Katie and Harper, both 15, hold guns above their shoulders as they make their way toward higher ground. The moon is gone, and the first light from the sun won’t be visible for another hour.
The two teenagers arrived long before dawn to take part in an annual youth duck hunt. One week before Missouri’s waterfowl hunting season opens, Eagle Bluff Conservation Area and other conservation areas around the state open their waterways to hunters younger than 18.
Hunting runs in the family for Katie and Harper, but this was the first duck hunt for both of them. As sunrise approached, Harper nestled into the tall grass with her father, Brian Wright. An array of decoy ducks filled the water in front of them.
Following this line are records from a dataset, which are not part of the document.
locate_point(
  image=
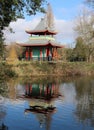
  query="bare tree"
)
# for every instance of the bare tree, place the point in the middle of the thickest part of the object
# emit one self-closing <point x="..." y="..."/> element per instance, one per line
<point x="85" y="29"/>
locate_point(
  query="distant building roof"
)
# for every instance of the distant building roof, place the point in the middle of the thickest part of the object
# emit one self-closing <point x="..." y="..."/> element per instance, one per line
<point x="42" y="28"/>
<point x="41" y="41"/>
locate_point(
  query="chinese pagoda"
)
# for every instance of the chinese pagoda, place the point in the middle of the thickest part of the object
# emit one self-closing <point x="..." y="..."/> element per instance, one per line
<point x="42" y="45"/>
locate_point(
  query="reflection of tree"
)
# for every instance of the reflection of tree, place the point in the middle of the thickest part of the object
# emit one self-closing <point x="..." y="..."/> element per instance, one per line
<point x="3" y="88"/>
<point x="2" y="115"/>
<point x="85" y="98"/>
<point x="40" y="97"/>
<point x="44" y="120"/>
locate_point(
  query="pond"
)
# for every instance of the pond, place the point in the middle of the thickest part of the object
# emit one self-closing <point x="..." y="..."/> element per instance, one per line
<point x="59" y="104"/>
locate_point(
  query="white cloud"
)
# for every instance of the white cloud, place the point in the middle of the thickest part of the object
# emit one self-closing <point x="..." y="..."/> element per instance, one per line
<point x="64" y="28"/>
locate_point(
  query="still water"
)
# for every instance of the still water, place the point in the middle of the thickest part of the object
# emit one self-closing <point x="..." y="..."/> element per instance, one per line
<point x="47" y="104"/>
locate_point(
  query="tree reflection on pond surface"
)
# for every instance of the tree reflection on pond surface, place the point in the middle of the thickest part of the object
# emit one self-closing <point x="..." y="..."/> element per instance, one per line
<point x="49" y="104"/>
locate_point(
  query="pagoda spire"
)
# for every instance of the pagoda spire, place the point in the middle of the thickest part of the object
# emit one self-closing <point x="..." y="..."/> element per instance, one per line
<point x="50" y="17"/>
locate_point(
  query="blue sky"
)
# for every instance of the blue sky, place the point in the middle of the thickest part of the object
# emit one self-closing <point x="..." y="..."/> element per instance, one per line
<point x="65" y="11"/>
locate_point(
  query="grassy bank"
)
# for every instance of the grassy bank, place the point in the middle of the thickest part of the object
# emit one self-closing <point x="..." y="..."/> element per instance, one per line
<point x="29" y="69"/>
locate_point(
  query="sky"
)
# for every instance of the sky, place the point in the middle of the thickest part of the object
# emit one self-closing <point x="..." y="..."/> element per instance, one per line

Further down the bank, crouched in the bushes, were Katie, her older brother Justin Radel and family friends Cody Bassuener and Jaime Vaughn.
And then they waited.
“The worst part was not shooting any ducks,” Katie said. “There were none, so we walked all that way for nothing.”
For four hours, the teenage hunters called to the ducks as they flew high overhead and sighed in defeat as they watched them land in the pond near the forest edge, far out of range.
But it would be wrong to call the trip a failure. As they crossed back through the marsh toward dry clothes and a waiting truck, both Harper and Katie laughed and talked fondly about going duck hunting again.